Quanto denaro ci serve per vivere? Quanto potere, per esorcizzare le nostre paure? Riusciamo a sentire il senso profondo della vita? Costruire un’intima identità è un processo difficilissimo e in controtendenza con la pressione politica e sociale.
«Conferendis pecuniis ergo sollicitae tu causa, pecunia, vitae! Per te immaturum mortis adimus iter; tu vitiis hominum crudelia pabula praebes, semina curarum de capite orta tuo» (Per ammassare ricchezze, sei tu, denaro, la causa di una vita agitata! A causa tua prendiamo prima del tempo la strada della morte; ai vizi degli uomini fornisci dei crudeli pascoli, dalla tua testa germogliano i semi degli affanni). Con questi versi del poeta latino Properzio, si chiude Delenda Carthago di Franco Battiato. Il titolo del brano riprende un’esortazione (divenuta nel tempo proverbiale) del senatore romano Marco Porcio Catone, con cui chiosava i suoi interventi in assemblea per esortare i concittadini affinché ogni minaccia da parte della vicina Cartagine venisse preventivamente soffocata nel sangue; come in effetti avvenne intorno al 146 avanti Cristo, quando la leggenda narra che la città fu rasa al suolo e sulle sue fondamenta venne sparso sale, affinché non attecchisse mai più alcun segno di vita.
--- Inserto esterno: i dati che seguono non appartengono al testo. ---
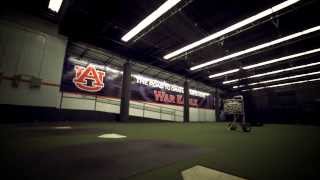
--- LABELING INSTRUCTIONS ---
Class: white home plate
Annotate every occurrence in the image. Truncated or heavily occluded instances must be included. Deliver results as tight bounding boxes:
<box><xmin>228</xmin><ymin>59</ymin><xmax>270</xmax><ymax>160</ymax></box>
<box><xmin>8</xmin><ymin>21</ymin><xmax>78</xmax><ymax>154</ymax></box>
<box><xmin>52</xmin><ymin>126</ymin><xmax>72</xmax><ymax>130</ymax></box>
<box><xmin>98</xmin><ymin>133</ymin><xmax>127</xmax><ymax>139</ymax></box>
<box><xmin>182</xmin><ymin>165</ymin><xmax>247</xmax><ymax>180</ymax></box>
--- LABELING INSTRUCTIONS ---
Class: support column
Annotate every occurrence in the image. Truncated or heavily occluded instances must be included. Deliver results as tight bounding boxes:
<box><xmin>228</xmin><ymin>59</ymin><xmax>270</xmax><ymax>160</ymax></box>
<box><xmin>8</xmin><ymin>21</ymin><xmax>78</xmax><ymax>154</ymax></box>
<box><xmin>183</xmin><ymin>80</ymin><xmax>190</xmax><ymax>123</ymax></box>
<box><xmin>214</xmin><ymin>89</ymin><xmax>220</xmax><ymax>122</ymax></box>
<box><xmin>119</xmin><ymin>62</ymin><xmax>131</xmax><ymax>122</ymax></box>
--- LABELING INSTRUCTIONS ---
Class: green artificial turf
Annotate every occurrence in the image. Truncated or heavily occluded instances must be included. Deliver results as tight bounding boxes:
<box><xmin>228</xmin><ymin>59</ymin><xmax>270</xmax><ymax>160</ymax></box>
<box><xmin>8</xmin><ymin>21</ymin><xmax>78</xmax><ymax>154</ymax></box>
<box><xmin>1</xmin><ymin>122</ymin><xmax>320</xmax><ymax>180</ymax></box>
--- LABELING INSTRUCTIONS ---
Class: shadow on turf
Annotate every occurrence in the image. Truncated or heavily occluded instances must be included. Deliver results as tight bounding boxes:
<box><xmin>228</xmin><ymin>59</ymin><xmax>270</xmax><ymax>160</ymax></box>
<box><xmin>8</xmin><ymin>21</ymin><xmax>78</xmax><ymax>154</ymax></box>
<box><xmin>3</xmin><ymin>139</ymin><xmax>207</xmax><ymax>180</ymax></box>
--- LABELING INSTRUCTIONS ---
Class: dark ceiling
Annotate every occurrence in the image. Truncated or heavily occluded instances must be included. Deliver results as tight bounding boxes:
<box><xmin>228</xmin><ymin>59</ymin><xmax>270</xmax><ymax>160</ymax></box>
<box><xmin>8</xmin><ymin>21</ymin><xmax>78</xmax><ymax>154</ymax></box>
<box><xmin>5</xmin><ymin>0</ymin><xmax>320</xmax><ymax>92</ymax></box>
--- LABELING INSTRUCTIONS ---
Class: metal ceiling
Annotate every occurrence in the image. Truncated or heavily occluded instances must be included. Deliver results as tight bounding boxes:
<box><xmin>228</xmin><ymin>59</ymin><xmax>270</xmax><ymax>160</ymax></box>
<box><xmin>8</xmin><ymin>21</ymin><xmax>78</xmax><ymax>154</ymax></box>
<box><xmin>5</xmin><ymin>0</ymin><xmax>320</xmax><ymax>93</ymax></box>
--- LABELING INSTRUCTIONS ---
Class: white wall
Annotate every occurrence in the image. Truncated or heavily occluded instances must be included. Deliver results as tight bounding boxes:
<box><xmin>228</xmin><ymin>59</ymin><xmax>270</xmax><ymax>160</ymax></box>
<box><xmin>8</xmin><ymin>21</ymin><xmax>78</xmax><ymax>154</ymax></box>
<box><xmin>0</xmin><ymin>12</ymin><xmax>216</xmax><ymax>122</ymax></box>
<box><xmin>129</xmin><ymin>101</ymin><xmax>184</xmax><ymax>122</ymax></box>
<box><xmin>0</xmin><ymin>13</ymin><xmax>67</xmax><ymax>108</ymax></box>
<box><xmin>128</xmin><ymin>101</ymin><xmax>215</xmax><ymax>122</ymax></box>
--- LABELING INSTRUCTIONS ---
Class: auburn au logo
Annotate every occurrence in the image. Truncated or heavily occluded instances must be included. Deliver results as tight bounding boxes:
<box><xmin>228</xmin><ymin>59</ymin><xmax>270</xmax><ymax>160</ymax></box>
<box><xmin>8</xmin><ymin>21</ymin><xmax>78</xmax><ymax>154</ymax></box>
<box><xmin>72</xmin><ymin>65</ymin><xmax>106</xmax><ymax>92</ymax></box>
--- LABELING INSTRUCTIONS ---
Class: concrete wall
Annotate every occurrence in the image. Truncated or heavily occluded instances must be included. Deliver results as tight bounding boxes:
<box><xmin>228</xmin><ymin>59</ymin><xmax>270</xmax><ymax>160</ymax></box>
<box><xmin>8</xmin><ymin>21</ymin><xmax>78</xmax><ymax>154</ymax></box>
<box><xmin>0</xmin><ymin>12</ymin><xmax>216</xmax><ymax>122</ymax></box>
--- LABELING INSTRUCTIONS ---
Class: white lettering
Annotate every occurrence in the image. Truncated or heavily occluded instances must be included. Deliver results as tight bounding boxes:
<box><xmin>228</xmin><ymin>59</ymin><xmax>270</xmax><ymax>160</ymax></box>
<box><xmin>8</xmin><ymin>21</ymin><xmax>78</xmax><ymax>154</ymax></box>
<box><xmin>132</xmin><ymin>74</ymin><xmax>209</xmax><ymax>98</ymax></box>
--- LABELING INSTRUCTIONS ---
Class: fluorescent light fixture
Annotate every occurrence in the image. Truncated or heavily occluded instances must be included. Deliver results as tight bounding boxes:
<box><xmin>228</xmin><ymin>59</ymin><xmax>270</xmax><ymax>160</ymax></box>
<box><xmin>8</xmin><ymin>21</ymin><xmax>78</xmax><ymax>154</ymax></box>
<box><xmin>223</xmin><ymin>79</ymin><xmax>240</xmax><ymax>84</ymax></box>
<box><xmin>48</xmin><ymin>0</ymin><xmax>63</xmax><ymax>12</ymax></box>
<box><xmin>209</xmin><ymin>68</ymin><xmax>240</xmax><ymax>78</ymax></box>
<box><xmin>249</xmin><ymin>61</ymin><xmax>320</xmax><ymax>78</ymax></box>
<box><xmin>163</xmin><ymin>0</ymin><xmax>300</xmax><ymax>60</ymax></box>
<box><xmin>234</xmin><ymin>71</ymin><xmax>320</xmax><ymax>88</ymax></box>
<box><xmin>190</xmin><ymin>25</ymin><xmax>320</xmax><ymax>71</ymax></box>
<box><xmin>251</xmin><ymin>71</ymin><xmax>320</xmax><ymax>84</ymax></box>
<box><xmin>243</xmin><ymin>48</ymin><xmax>320</xmax><ymax>69</ymax></box>
<box><xmin>223</xmin><ymin>61</ymin><xmax>320</xmax><ymax>84</ymax></box>
<box><xmin>242</xmin><ymin>77</ymin><xmax>320</xmax><ymax>91</ymax></box>
<box><xmin>121</xmin><ymin>0</ymin><xmax>181</xmax><ymax>42</ymax></box>
<box><xmin>233</xmin><ymin>85</ymin><xmax>244</xmax><ymax>89</ymax></box>
<box><xmin>210</xmin><ymin>48</ymin><xmax>320</xmax><ymax>79</ymax></box>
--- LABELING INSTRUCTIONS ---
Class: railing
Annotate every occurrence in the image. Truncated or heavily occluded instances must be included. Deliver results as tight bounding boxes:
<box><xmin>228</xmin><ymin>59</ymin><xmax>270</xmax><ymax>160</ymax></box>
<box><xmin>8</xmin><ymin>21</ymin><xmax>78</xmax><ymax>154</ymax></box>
<box><xmin>60</xmin><ymin>92</ymin><xmax>183</xmax><ymax>121</ymax></box>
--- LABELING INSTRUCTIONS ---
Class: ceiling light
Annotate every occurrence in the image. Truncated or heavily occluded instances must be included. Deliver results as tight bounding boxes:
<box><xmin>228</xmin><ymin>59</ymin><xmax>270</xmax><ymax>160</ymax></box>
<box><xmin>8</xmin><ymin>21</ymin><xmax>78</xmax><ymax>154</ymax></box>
<box><xmin>223</xmin><ymin>61</ymin><xmax>320</xmax><ymax>84</ymax></box>
<box><xmin>190</xmin><ymin>25</ymin><xmax>320</xmax><ymax>71</ymax></box>
<box><xmin>223</xmin><ymin>79</ymin><xmax>240</xmax><ymax>84</ymax></box>
<box><xmin>121</xmin><ymin>0</ymin><xmax>181</xmax><ymax>42</ymax></box>
<box><xmin>48</xmin><ymin>0</ymin><xmax>63</xmax><ymax>12</ymax></box>
<box><xmin>209</xmin><ymin>48</ymin><xmax>320</xmax><ymax>78</ymax></box>
<box><xmin>234</xmin><ymin>71</ymin><xmax>320</xmax><ymax>88</ymax></box>
<box><xmin>233</xmin><ymin>85</ymin><xmax>244</xmax><ymax>89</ymax></box>
<box><xmin>251</xmin><ymin>71</ymin><xmax>320</xmax><ymax>84</ymax></box>
<box><xmin>249</xmin><ymin>61</ymin><xmax>320</xmax><ymax>78</ymax></box>
<box><xmin>210</xmin><ymin>48</ymin><xmax>320</xmax><ymax>78</ymax></box>
<box><xmin>242</xmin><ymin>77</ymin><xmax>320</xmax><ymax>91</ymax></box>
<box><xmin>208</xmin><ymin>68</ymin><xmax>240</xmax><ymax>78</ymax></box>
<box><xmin>163</xmin><ymin>0</ymin><xmax>300</xmax><ymax>60</ymax></box>
<box><xmin>243</xmin><ymin>48</ymin><xmax>320</xmax><ymax>69</ymax></box>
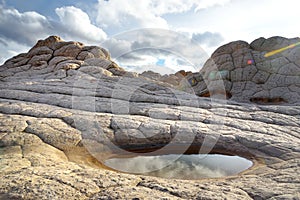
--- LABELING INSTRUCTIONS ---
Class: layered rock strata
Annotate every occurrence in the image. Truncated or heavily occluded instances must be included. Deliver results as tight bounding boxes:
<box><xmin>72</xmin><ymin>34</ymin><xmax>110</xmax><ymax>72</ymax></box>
<box><xmin>0</xmin><ymin>36</ymin><xmax>299</xmax><ymax>199</ymax></box>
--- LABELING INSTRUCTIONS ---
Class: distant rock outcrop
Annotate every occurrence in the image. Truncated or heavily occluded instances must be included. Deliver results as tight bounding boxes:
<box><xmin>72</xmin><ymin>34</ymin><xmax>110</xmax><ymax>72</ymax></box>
<box><xmin>0</xmin><ymin>36</ymin><xmax>134</xmax><ymax>81</ymax></box>
<box><xmin>140</xmin><ymin>70</ymin><xmax>192</xmax><ymax>87</ymax></box>
<box><xmin>182</xmin><ymin>36</ymin><xmax>300</xmax><ymax>105</ymax></box>
<box><xmin>0</xmin><ymin>36</ymin><xmax>299</xmax><ymax>199</ymax></box>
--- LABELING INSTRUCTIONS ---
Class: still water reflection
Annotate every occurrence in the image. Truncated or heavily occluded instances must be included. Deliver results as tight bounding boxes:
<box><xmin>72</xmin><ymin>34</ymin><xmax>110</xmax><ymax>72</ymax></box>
<box><xmin>104</xmin><ymin>154</ymin><xmax>253</xmax><ymax>179</ymax></box>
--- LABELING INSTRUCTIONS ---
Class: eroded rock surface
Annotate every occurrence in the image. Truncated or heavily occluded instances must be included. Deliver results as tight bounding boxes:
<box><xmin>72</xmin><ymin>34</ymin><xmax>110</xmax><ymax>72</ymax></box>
<box><xmin>0</xmin><ymin>36</ymin><xmax>300</xmax><ymax>199</ymax></box>
<box><xmin>183</xmin><ymin>36</ymin><xmax>300</xmax><ymax>105</ymax></box>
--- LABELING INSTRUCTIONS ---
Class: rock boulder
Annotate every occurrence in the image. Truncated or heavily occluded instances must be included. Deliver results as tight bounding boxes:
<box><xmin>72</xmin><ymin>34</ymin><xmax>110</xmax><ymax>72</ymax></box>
<box><xmin>182</xmin><ymin>36</ymin><xmax>300</xmax><ymax>105</ymax></box>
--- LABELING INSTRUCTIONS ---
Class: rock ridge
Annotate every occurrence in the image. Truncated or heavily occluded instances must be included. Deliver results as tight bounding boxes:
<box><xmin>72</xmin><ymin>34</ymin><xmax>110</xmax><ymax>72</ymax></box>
<box><xmin>182</xmin><ymin>36</ymin><xmax>300</xmax><ymax>105</ymax></box>
<box><xmin>0</xmin><ymin>36</ymin><xmax>131</xmax><ymax>81</ymax></box>
<box><xmin>0</xmin><ymin>36</ymin><xmax>299</xmax><ymax>199</ymax></box>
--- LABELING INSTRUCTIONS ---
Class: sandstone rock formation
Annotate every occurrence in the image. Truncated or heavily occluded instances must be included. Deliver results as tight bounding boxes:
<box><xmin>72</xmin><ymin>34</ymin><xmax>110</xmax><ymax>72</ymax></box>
<box><xmin>0</xmin><ymin>36</ymin><xmax>299</xmax><ymax>199</ymax></box>
<box><xmin>140</xmin><ymin>70</ymin><xmax>192</xmax><ymax>87</ymax></box>
<box><xmin>183</xmin><ymin>36</ymin><xmax>300</xmax><ymax>105</ymax></box>
<box><xmin>0</xmin><ymin>36</ymin><xmax>135</xmax><ymax>81</ymax></box>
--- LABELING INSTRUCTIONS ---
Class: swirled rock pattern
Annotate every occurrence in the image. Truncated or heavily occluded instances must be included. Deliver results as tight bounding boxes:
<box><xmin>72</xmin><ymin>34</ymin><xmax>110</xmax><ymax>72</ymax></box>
<box><xmin>0</xmin><ymin>36</ymin><xmax>299</xmax><ymax>199</ymax></box>
<box><xmin>0</xmin><ymin>36</ymin><xmax>133</xmax><ymax>81</ymax></box>
<box><xmin>184</xmin><ymin>36</ymin><xmax>300</xmax><ymax>105</ymax></box>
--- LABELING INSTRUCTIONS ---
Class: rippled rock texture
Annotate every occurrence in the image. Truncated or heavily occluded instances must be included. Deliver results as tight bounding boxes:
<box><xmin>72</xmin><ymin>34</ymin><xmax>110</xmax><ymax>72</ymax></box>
<box><xmin>0</xmin><ymin>36</ymin><xmax>299</xmax><ymax>199</ymax></box>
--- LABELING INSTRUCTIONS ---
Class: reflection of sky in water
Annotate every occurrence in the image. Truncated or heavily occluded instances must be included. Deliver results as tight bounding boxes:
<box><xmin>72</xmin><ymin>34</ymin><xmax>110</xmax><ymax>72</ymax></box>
<box><xmin>104</xmin><ymin>154</ymin><xmax>253</xmax><ymax>179</ymax></box>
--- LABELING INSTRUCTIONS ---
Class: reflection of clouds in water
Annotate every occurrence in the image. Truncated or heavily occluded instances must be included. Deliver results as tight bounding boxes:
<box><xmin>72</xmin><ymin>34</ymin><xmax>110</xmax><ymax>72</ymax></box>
<box><xmin>104</xmin><ymin>154</ymin><xmax>253</xmax><ymax>179</ymax></box>
<box><xmin>148</xmin><ymin>159</ymin><xmax>226</xmax><ymax>179</ymax></box>
<box><xmin>105</xmin><ymin>154</ymin><xmax>180</xmax><ymax>174</ymax></box>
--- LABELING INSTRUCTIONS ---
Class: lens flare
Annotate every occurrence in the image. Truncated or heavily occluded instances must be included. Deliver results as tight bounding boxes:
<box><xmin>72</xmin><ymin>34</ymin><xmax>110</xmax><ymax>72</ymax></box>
<box><xmin>264</xmin><ymin>42</ymin><xmax>300</xmax><ymax>57</ymax></box>
<box><xmin>247</xmin><ymin>59</ymin><xmax>254</xmax><ymax>65</ymax></box>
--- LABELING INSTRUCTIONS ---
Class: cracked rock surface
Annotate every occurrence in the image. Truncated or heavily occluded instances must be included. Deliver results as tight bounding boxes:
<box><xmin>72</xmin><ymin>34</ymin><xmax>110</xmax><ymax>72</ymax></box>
<box><xmin>184</xmin><ymin>36</ymin><xmax>300</xmax><ymax>105</ymax></box>
<box><xmin>0</xmin><ymin>36</ymin><xmax>300</xmax><ymax>199</ymax></box>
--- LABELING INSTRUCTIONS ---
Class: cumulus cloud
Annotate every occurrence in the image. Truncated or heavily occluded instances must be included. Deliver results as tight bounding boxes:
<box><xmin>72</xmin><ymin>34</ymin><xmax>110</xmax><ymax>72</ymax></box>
<box><xmin>194</xmin><ymin>0</ymin><xmax>231</xmax><ymax>12</ymax></box>
<box><xmin>95</xmin><ymin>0</ymin><xmax>232</xmax><ymax>34</ymax></box>
<box><xmin>0</xmin><ymin>5</ymin><xmax>51</xmax><ymax>45</ymax></box>
<box><xmin>55</xmin><ymin>6</ymin><xmax>107</xmax><ymax>43</ymax></box>
<box><xmin>116</xmin><ymin>55</ymin><xmax>183</xmax><ymax>75</ymax></box>
<box><xmin>95</xmin><ymin>0</ymin><xmax>169</xmax><ymax>34</ymax></box>
<box><xmin>0</xmin><ymin>37</ymin><xmax>31</xmax><ymax>64</ymax></box>
<box><xmin>0</xmin><ymin>5</ymin><xmax>107</xmax><ymax>46</ymax></box>
<box><xmin>150</xmin><ymin>0</ymin><xmax>232</xmax><ymax>14</ymax></box>
<box><xmin>0</xmin><ymin>5</ymin><xmax>51</xmax><ymax>64</ymax></box>
<box><xmin>0</xmin><ymin>0</ymin><xmax>231</xmax><ymax>67</ymax></box>
<box><xmin>100</xmin><ymin>29</ymin><xmax>209</xmax><ymax>74</ymax></box>
<box><xmin>100</xmin><ymin>38</ymin><xmax>132</xmax><ymax>58</ymax></box>
<box><xmin>0</xmin><ymin>5</ymin><xmax>108</xmax><ymax>64</ymax></box>
<box><xmin>192</xmin><ymin>32</ymin><xmax>224</xmax><ymax>47</ymax></box>
<box><xmin>115</xmin><ymin>48</ymin><xmax>197</xmax><ymax>75</ymax></box>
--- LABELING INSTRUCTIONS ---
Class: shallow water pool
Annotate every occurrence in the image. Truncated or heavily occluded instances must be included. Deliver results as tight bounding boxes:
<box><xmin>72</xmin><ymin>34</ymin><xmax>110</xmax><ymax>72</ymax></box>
<box><xmin>104</xmin><ymin>154</ymin><xmax>253</xmax><ymax>179</ymax></box>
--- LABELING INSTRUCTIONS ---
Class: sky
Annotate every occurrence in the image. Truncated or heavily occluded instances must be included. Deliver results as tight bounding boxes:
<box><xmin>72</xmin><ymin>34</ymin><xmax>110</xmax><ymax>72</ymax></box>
<box><xmin>0</xmin><ymin>0</ymin><xmax>299</xmax><ymax>74</ymax></box>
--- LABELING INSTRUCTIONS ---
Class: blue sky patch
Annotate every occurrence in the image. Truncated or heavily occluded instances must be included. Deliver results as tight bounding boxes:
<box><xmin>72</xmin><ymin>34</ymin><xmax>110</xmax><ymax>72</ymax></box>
<box><xmin>156</xmin><ymin>58</ymin><xmax>165</xmax><ymax>66</ymax></box>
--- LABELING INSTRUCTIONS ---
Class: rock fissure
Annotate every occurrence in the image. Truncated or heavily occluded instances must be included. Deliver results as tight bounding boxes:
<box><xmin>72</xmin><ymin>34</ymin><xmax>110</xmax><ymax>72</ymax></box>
<box><xmin>136</xmin><ymin>181</ymin><xmax>183</xmax><ymax>198</ymax></box>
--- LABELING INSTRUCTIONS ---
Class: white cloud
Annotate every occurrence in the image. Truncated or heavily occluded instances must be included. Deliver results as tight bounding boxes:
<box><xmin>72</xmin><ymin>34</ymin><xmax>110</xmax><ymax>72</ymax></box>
<box><xmin>148</xmin><ymin>0</ymin><xmax>199</xmax><ymax>15</ymax></box>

Battiato narra le gesta di legioni che vanno per terre sconosciute a fondare colonie a immagine di Roma; tra invasori che si cullano nei piaceri, ammassando potere e denaro, e genti che subiscono la loro dominazione trasformandosi in turbe che in circhi e stadi assistono fameliche a riti di sangue. Di fatto si tratta di un testo cadenzato, quasi meditativo, tant’è che dopo il terzo ascolto non si può fare a meno di chiedersi: che volto e sapore ha la Roma che pervade oggi le nostre vite?